# Generate
This notebook demonstrate the `tailwiz.generate` function. The purpose of the function is to generate a response to a `prompt`. You have the option of passing in labeled data as references that the AI will use to generate text for the unlabeled data's prompts. If no labeled data is passed in, text will still be generated in response to your data's `prompt`s, but possibly with unexpected results.

The main difference between `tailwiz.parse` and `tailwiz.generate` is that, with `tailwiz.parse`, the labels must be extracted directly from the text. By contrast, `tailwiz.generate` is able to generate labels simply given a prompt.

In [None]:
# Import required packages.
import tailwiz
import pandas as pd

## 1. Data prep
First, we read in our example data from a .csv file using the `pandas` library.

In [None]:
labeled_data = pd.read_csv('data/tweets-labeled.csv')
unlabeled_data = pd.read_csv('data/tweets-unlabeled.csv')

Our example data is Twitter data. It consists of tweets (`text`), the tweet sentiment (`sentiment`, either positive or negative), and an excerpt that identifies the sentiment of the tweet (`selected_text`). We have 200 labeled examples and ~3K unlabeled examples. We will focus on the tweet sentiments in this notebook: our goal will be to use `tailwiz` to label the 3K unlabeled examples using our 200 labeled examples as references.
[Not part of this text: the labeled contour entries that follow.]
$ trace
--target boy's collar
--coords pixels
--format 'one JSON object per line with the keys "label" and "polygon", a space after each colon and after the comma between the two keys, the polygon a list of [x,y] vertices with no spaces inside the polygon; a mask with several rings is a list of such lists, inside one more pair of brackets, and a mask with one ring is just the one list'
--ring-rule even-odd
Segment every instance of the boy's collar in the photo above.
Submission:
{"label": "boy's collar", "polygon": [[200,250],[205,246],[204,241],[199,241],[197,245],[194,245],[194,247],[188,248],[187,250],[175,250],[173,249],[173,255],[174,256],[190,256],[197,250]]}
Note that in the `tailwiz.classify` example notebook (`classify.ipynb`), we treat the positive/negative labels as classes into which we classify the rest of our unlabeled data. In this notebook, we treat the positive/negative labels as responses to the prompt, "Label this tweet as either "positive" or "negative" based on its sentiment: ...".

Also note that providing more labeled examples will generally improve performance.

Below is a preview of our data.

In [None]:
# View first 5 rows of labeled data.
labeled_data.head()

In [None]:
# View first 5 rows of unlabeled data.
unlabeled_data.head()

We must now create prompts. This might require some creativity, since you must compose a prompt specific to your desired outcome. Note that the prompt is the only text that will be passed to `tailwiz.generate`, so it should contain as much relevant information as possible. Below is an example.

In [None]:
prompt = 'Label this tweet as either "positive" or "negative" based on its sentiment: '

# We give all examples the same prompt beginning.
labeled_data['prompt'] = prompt + labeled_data.text
unlabeled_data['prompt'] = prompt + unlabeled_data.text

In [None]:
# Before calling tailwiz.generate with our data, we must rename our label column in accordance to `tailwiz.generate` standards.
# Specifically, the prompt column must be named 'prompt' (it already is), and the label column must be named 'label' (it is currently
# named sentiment).
labeled_data = labeled_data.rename(columns={'sentiment': 'label'})
unlabeled_data = unlabeled_data.rename(columns={'sentiment': 'label'})

## 2. Call `generate` function
The next step is to call `tailwiz.generate`! We set `output_metrics` to `True` to also output an estimate of the performance of our classification job.

This may take a few minutes (5-15 minutes). If this is your first time running `tailwiz.generate`, you might see some extra downloads.

In [None]:
results, performance_estimate = tailwiz.generate(
    unlabeled_data[['prompt']],
    labeled_examples=labeled_data[['prompt', 'label']],
    output_metrics=True,
)

## 3. Inspect and save results
After generating responses for our unlabeled data, we can inspect and save results.

First, let's inspect the first five rows to do a quick sanity check. Note the new column, `label_from_tailwiz`.

In [None]:
results.head()

We can also print out our performance estimate to gain some additional insight to our labels.

In [None]:
performance_estimate

Note that this is only an estimate based on your labeled data. We will not know for certain how the text generation job actually performed on the unlabeled data.

Finally, we can save these results:

In [None]:
results.to_csv('data/tweets-unlabeled-with-generate-results-from-tailwiz.csv', index=False)  # We set index to False to avoid saving the index column added by pandas.